Implementation:Vllm project Vllm SGL Vec
| Knowledge Sources | |
|---|---|
| Domains | SIMD Vectorization, Data Type Conversion |
| Last Updated | 2026-02-08 00:00 GMT |
Overview
Defines SGLang vector type conversion utilities including FP8, FP16, and BF16 to FP32 converters using AVX512 intrinsics for CPU-optimized kernel operations.
Description
This header provides low-level SIMD conversion routines critical for quantized inference on CPU. It includes convert_from_float_ext for efficient float-to-reduced-precision conversion using native AVX512-BF16 instructions, multiple FP8 (E4M3) to BF16 conversion variants (cvt_e4m3_bf16_intrinsic_no_nan, cvt_e4m3_bf16_intrinsic_with_denorm, cvt_e4m3_bf16_intrinsic_without_denorm), and scalar reduction functions (vec_reduce_sum, vec_reduce_max). It also provides quantize_row_int8 for dynamic per-row INT8 quantization used in w8a8 MoE kernels.
Usage
This header is included by the SGL-kernels MoE implementations (moe_fp8.cpp and moe_int8.cpp). It is compiled when building the vLLM CPU extension with AVX512 support enabled.
Code Reference
Source Location
- Repository: vllm
- File: csrc/cpu/sgl-kernels/vec.h
- Lines: 1-308
Signature
// Float to reduced precision conversion (with AVX512-BF16 specialization)

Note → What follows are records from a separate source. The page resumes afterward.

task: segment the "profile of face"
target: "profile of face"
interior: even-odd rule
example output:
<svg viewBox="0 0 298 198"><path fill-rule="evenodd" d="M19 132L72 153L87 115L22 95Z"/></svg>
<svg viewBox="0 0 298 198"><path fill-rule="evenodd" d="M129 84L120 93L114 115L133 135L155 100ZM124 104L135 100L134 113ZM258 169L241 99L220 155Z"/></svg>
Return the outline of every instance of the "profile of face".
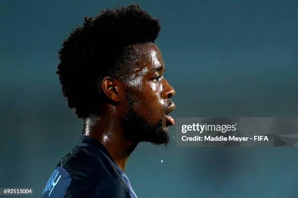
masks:
<svg viewBox="0 0 298 198"><path fill-rule="evenodd" d="M161 53L153 43L134 46L140 55L125 80L123 121L134 142L160 145L170 141L168 127L174 124L168 113L175 109L170 98L175 90L164 77Z"/></svg>

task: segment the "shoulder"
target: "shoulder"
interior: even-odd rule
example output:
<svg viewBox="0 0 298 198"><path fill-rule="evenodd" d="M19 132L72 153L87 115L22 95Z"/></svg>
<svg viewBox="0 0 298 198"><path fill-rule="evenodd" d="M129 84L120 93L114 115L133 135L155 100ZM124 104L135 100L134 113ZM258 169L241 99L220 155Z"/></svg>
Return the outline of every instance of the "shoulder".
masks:
<svg viewBox="0 0 298 198"><path fill-rule="evenodd" d="M75 147L57 165L45 188L47 194L52 190L50 197L128 197L128 189L110 160L92 148Z"/></svg>

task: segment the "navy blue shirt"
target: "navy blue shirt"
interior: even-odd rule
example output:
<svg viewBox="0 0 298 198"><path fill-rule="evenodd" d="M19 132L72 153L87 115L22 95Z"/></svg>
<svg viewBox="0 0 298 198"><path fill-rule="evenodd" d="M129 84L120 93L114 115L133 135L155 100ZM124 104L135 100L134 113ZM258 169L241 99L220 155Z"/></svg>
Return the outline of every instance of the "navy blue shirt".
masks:
<svg viewBox="0 0 298 198"><path fill-rule="evenodd" d="M137 198L128 178L98 140L81 135L58 163L41 198Z"/></svg>

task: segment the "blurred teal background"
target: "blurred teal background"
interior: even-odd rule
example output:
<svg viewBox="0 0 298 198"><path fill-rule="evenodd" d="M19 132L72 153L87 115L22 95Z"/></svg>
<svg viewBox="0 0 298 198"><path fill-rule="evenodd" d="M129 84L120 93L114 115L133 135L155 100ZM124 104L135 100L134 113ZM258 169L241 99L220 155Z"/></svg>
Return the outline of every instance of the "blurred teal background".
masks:
<svg viewBox="0 0 298 198"><path fill-rule="evenodd" d="M161 22L174 117L298 116L298 1L137 2ZM39 197L82 130L55 73L62 41L84 16L130 2L0 1L0 187ZM170 132L127 164L139 198L298 197L298 148L178 148Z"/></svg>

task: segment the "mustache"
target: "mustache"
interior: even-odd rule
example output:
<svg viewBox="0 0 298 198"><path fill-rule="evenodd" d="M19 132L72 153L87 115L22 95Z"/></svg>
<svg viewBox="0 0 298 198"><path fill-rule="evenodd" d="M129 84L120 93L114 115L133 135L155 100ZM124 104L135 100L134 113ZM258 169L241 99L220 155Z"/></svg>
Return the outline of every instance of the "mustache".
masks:
<svg viewBox="0 0 298 198"><path fill-rule="evenodd" d="M167 113L169 110L170 111L172 111L175 108L175 103L171 100L167 100L167 104L165 105L166 107L164 111L165 113Z"/></svg>

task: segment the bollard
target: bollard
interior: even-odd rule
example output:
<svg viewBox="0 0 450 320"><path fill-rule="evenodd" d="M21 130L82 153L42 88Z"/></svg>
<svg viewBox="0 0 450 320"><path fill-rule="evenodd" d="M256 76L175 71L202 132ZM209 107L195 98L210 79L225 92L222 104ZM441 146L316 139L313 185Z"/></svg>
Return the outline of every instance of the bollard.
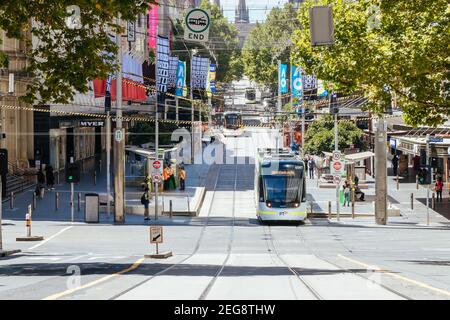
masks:
<svg viewBox="0 0 450 320"><path fill-rule="evenodd" d="M189 196L187 196L187 201L188 201L188 213L191 213L191 205L189 204Z"/></svg>
<svg viewBox="0 0 450 320"><path fill-rule="evenodd" d="M328 201L328 219L331 219L331 201Z"/></svg>
<svg viewBox="0 0 450 320"><path fill-rule="evenodd" d="M9 208L14 209L14 192L9 193Z"/></svg>
<svg viewBox="0 0 450 320"><path fill-rule="evenodd" d="M36 209L36 192L33 192L33 210Z"/></svg>
<svg viewBox="0 0 450 320"><path fill-rule="evenodd" d="M59 192L55 192L55 211L59 209Z"/></svg>
<svg viewBox="0 0 450 320"><path fill-rule="evenodd" d="M352 219L355 219L355 189L352 189Z"/></svg>
<svg viewBox="0 0 450 320"><path fill-rule="evenodd" d="M431 196L431 208L434 210L436 209L436 194L433 192L433 195Z"/></svg>
<svg viewBox="0 0 450 320"><path fill-rule="evenodd" d="M31 215L29 213L25 215L25 225L27 226L27 237L31 237Z"/></svg>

template <typename scalar_t>
inline Vectorized<scalar_t> convert_from_float_ext(
const Vectorized<float>& a, const Vectorized<float>& b);
// FP8 E4M3 to BF16 conversion (multiple variants)
inline __m512bh cvt_e4m3_bf16_intrinsic_no_nan(__m256i fp8_vec);
inline __m512bh cvt_e4m3_bf16_intrinsic_without_denorm(__m256i fp8_vec);
inline __m512bh cvt_e4m3_bf16_intrinsic_with_denorm(__m256i fp8_vec);
inline __m512bh CVT_FP8_TO_BF16(__m256i a);
// Scalar reduction functions
inline float vec_reduce_sum(const Vectorized<float>& a);
inline float vec_reduce_max(const Vectorized<float>& a);
// Dynamic INT8 row quantization
template <typename scalar_t>
inline void quantize_row_int8(uint8_t* __restrict__ Aq, float& As,
const scalar_t* __restrict__ A, int64_t K, float eps = 1e-7);
Import
#include "vec.h"
I/O Contract
Inputs
| Name | Type | Required | Description |
|---|---|---|---|
| fp8_vec | __m256i | Yes | 32 packed FP8 E4M3 values for conversion to BF16 |
| a, b | Vectorized<float> | Yes | Two float vectors to convert to reduced precision scalar_t |
| A | const scalar_t* | Yes | Input row data for INT8 quantization |
| K | int64_t | Yes | Number of elements in the row to quantize |
Outputs
| Name | Type | Description |
|---|---|---|
| (return) | __m512bh | 32 BF16 values converted from FP8 input |
| (return) | Vectorized<scalar_t> | Reduced precision vector converted from float pairs |
| Aq | uint8_t* | Quantized INT8 output row |
| As | float& | Computed quantization scale for the row |
Usage Examples
// Convert FP8 weights to BF16 for GEMM computation
__m256i fp8_data = _mm256_loadu_si256((__m256i*)fp8_ptr);
__m512bh bf16_data = CVT_FP8_TO_BF16(fp8_data);
// Convert float pair back to BFloat16
Vectorized<float> f0, f1;
auto bf16_vec = convert_from_float_ext<at::BFloat16>(f0, f1);
// Quantize a row to INT8 with dynamic scaling
float scale;
quantize_row_int8<at::BFloat16>(quant_buf, scale, input_row, K);